Private hospitals do not have enough number of posts for Occupational Therapists and in BMC supported or public hospitals there is a lack of infrastructure. Even if students go out from the college to any of the public hospitals to practice, they will not get hands-on equipment to practice on. When the same students go abroad for their studies, they find it initially difficult to comprehend the kind of equipment and infrastructure that they receive there. So, we need to standardize the course both academically and at the level of infrastructure, to provide an edge to our students when they complete their course and work as professionals in the field of Occupational Therapy in India or abroad.
- With technological advancements and innovation of modern splints and adaptive devices, do you think the Occupational Therapy treatment can reach to new heights?
We are currently using modern day splints and adaptive devices for treatment. But technology comes later when it comes to Occupational Therapy. It is about the application of theory that the practitioners need to apply to individual cases according to the needs. They need to understand the problem of the patient first and apply their understanding and techniques to their treatment.
- Do you think it is needed to develop awareness among the people and make them conscious psychologically so that they can accept it as part of a clinical procedure? What measures can be taken to achieve the same?

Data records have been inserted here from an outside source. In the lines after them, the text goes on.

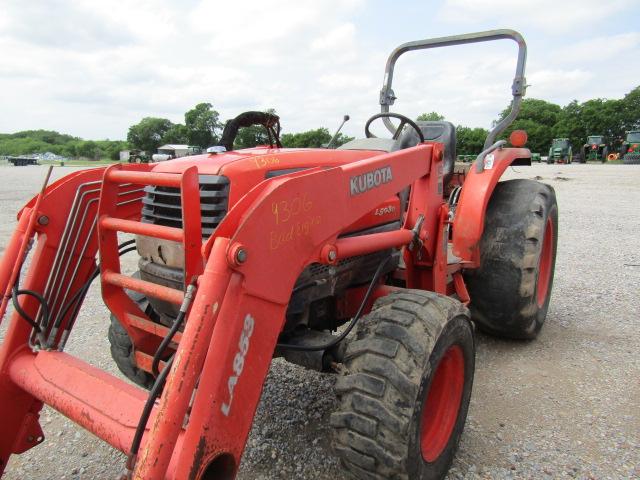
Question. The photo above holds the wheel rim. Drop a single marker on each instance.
(442, 404)
(546, 258)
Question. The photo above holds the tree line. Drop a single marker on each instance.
(42, 141)
(202, 127)
(543, 121)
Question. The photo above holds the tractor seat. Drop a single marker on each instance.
(442, 132)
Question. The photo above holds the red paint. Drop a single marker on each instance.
(284, 224)
(546, 263)
(476, 192)
(441, 404)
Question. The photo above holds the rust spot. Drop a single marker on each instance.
(198, 457)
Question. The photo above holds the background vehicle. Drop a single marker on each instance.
(630, 149)
(560, 151)
(272, 251)
(595, 149)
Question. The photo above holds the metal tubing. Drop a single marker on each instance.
(150, 289)
(10, 259)
(143, 178)
(101, 403)
(138, 228)
(155, 457)
(387, 97)
(364, 244)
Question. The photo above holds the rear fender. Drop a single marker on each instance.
(477, 189)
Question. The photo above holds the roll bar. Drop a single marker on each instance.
(387, 97)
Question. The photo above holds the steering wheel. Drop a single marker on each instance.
(403, 121)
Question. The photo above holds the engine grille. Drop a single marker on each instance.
(162, 205)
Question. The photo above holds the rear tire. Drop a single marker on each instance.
(403, 402)
(510, 291)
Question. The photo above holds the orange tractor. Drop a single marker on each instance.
(372, 261)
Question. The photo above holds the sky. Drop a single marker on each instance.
(94, 68)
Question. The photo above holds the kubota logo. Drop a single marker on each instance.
(369, 180)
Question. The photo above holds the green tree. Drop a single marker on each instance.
(89, 149)
(177, 133)
(309, 139)
(249, 137)
(430, 117)
(203, 125)
(538, 118)
(147, 135)
(630, 110)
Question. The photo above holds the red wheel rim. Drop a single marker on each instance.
(442, 404)
(544, 269)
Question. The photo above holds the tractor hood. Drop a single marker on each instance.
(246, 168)
(263, 160)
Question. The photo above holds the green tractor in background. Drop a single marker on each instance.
(595, 149)
(560, 151)
(630, 149)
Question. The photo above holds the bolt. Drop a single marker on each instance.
(241, 256)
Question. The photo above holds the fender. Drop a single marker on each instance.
(477, 189)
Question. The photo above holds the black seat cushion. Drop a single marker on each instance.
(442, 132)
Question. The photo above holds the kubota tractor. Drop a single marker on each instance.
(630, 149)
(372, 261)
(595, 149)
(560, 151)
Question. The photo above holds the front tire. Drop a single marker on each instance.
(403, 402)
(510, 292)
(122, 350)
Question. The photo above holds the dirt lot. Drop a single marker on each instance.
(565, 405)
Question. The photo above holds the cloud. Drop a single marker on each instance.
(551, 16)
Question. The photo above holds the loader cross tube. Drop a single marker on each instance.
(387, 97)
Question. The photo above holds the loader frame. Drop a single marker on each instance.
(199, 427)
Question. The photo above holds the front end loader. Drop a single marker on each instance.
(372, 262)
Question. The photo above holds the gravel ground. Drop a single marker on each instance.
(564, 405)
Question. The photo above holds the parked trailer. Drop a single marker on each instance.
(22, 161)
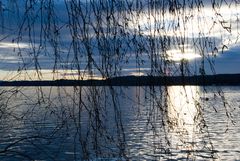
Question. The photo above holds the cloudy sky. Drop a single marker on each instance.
(108, 38)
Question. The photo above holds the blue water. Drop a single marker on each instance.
(120, 123)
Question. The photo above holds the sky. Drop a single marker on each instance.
(39, 38)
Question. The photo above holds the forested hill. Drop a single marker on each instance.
(221, 79)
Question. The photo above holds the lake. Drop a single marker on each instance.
(120, 123)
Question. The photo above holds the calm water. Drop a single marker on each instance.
(120, 123)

Changing patient’s psychology depends completely on the referral of the doctors. If a doctor who is treating a patient with a fracture tells them to visit an OT or PT after their plaster is off, the patients will consider this as a priority. They will not neglect the consultation given by the doctor and possibly prefer to visit an OT for better treatment so that they can get back to their normal lives. Hence, the awareness about the stream is needed at the level of doctors as well. Every time a referral is made by doctors, it is always made for either PT or OT/PT. It is never mentioned individually as OT in the referral and this is depressing. We want to be recognized and have a unique identity, and make people recognize that we also provide exercise and physical activities to the patients which translate into functional abilities and make them get back to their normal working life.